The district judge dismissed the suit after finding that the “the cause of the loss to Lancelot was the failure to demand verification of inventory,” and not “the form of the agreement” that Katten prepared.
“The failure was a business decision made [by Lancelot founder Gregory Bell], not the legal services performed,” the district court said.
But Easterbrook said the decision was problematic because it relied on facts extrinsic to the complaint and thus was not an appropriate use of Fed. R. Civ. P. 12(b)(6).
“The complaint alleges that Bell attributed the Funds' high return at least in part to the lack of direct verification with Costco and that he told some would-be investors about this tradeoff, but it does not allege that Bell was indifferent to legal advice concerning how to curtail risks given the no-contact constraint,” he wrote.
Easterbrook said the district court also failed to “engage the complaint's main contention—not that Katten was supposed to do something about Petters's no-direct-contact edict, but that Katten had to alert its client to the risk of allowing repayments to be routed through Petters, drafting and negotiating any additional contracts necessary to contain that risk.”
“As the complaint depicts matters, Bell did not appreciate the difference between funds from Costco and funds from Petters,” Easterbrook said. “A competent transactions lawyer should have appreciated that the former arrangement offers much better security than the latter and alerted its client.”
Easterbrook said the district court also erred in drawing a “bright line” between business advice and legal advice. “The district court did not cite any Illinois statute or decision holding that a transactions lawyer never needs to supply a client with legal information that affects the degree of business risk attached to a transaction,” he said.
“We take the point that a transactions lawyer's task is to propose, draft, and negotiate contractual arrangements that carry out a client's business objective, not to tell the client to have a different objective or to do business with a different counterparty,” the panel acknowledged, adding: “A lawyer is not a business consultant.”

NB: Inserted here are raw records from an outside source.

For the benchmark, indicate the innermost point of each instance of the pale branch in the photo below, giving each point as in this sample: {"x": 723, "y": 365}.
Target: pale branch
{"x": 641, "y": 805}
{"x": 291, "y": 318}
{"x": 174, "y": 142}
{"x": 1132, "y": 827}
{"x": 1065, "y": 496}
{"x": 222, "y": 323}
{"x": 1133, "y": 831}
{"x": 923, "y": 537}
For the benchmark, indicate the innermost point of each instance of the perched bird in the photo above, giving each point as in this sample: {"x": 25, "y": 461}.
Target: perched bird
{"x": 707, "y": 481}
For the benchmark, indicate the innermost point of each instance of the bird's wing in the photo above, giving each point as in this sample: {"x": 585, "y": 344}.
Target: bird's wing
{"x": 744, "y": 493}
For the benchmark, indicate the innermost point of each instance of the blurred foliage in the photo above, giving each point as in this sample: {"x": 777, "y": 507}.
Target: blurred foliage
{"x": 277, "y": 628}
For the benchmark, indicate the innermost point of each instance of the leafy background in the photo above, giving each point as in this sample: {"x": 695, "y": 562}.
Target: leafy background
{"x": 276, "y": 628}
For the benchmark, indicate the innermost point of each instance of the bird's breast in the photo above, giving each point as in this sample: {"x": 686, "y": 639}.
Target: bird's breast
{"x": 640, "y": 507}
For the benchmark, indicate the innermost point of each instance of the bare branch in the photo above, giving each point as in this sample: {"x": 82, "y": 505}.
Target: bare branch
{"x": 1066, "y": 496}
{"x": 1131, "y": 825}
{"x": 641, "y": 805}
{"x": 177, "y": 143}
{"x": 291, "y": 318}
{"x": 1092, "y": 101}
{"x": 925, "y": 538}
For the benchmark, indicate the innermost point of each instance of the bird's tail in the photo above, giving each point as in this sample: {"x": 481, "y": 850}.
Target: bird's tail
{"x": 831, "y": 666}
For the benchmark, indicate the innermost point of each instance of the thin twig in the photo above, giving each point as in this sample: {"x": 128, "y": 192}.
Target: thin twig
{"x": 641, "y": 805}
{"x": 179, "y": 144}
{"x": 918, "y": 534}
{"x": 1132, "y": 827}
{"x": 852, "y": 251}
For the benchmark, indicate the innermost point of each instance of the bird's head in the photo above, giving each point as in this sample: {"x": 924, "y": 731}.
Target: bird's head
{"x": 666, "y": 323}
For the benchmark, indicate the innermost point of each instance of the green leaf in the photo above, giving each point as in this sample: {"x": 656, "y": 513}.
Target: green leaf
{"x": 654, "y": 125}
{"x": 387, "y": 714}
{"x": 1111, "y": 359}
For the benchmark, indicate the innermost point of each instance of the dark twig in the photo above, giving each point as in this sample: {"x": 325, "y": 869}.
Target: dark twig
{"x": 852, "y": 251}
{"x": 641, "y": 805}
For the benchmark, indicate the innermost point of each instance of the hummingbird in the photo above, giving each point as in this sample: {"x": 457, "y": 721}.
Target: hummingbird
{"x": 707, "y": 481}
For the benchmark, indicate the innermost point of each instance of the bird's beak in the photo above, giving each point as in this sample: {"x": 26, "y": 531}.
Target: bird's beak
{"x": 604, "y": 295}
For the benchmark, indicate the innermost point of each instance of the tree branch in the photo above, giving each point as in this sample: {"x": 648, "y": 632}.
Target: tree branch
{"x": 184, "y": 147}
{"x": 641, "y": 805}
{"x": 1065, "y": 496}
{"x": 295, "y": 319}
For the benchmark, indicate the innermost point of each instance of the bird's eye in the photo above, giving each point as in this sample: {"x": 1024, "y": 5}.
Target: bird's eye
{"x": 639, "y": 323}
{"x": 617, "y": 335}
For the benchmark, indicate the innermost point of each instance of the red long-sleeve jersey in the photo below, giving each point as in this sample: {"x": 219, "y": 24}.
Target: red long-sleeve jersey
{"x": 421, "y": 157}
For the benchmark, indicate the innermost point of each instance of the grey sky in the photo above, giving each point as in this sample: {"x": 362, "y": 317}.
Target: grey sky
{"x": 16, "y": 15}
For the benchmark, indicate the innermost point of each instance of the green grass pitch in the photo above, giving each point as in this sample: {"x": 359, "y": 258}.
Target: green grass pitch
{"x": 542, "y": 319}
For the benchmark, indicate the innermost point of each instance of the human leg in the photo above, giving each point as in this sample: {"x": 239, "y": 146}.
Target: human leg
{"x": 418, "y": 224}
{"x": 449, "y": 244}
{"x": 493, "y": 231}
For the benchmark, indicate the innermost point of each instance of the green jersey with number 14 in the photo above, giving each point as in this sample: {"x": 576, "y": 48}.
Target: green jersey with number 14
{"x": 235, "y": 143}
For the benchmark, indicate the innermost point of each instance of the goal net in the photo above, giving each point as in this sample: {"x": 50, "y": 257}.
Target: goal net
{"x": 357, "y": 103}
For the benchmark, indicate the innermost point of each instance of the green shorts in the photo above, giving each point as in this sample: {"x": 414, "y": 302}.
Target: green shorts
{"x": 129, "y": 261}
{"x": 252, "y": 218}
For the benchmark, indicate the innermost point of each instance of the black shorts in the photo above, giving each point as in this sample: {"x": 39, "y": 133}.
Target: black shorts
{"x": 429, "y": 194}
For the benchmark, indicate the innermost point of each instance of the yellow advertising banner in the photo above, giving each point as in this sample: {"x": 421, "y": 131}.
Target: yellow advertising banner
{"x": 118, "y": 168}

“But within the scope of the engagement a lawyer must tell the client which different legal forms are available to carry out the client's business, and how (if at all) the risks of that business differ with the different legal forms,” Easterbrook stated.
“The Trustee alleges that Katten did not offer any advice about how relative risks correspond to different legal devices, and its complaint states a legally recognized claim for relief,” the court said.
The panel said the lower court also erred in relying on opinions holding that lawyers were not liable for failing to adequately advise sophisticated clients about risky transactions.
“The ‘needs and sophistication of the client' is a factual issue unsuited to a motion under Rule 12(b)(6),” Easterbrook said.
“The complaint does not tell us how sophisticated Bell and the Funds were about commercial factoring and the legal devices available for lenders' protection,” he added. “Nor does it reveal what Katten was hired to do—what kind of advice the Funds wanted, what kind of advice Katten promised to provide.”
“Whether the law firm has a defense—and whether any neglect on its part caused injury—are subjects for the district court in the first instance,” the panel said.
Judges William J. Bauer and Diane S. Sykes joined the opinion.
Williams Montgomery & John Ltd. represented Katten. Edward T. Joyce & Associates P.C. represented Peterson.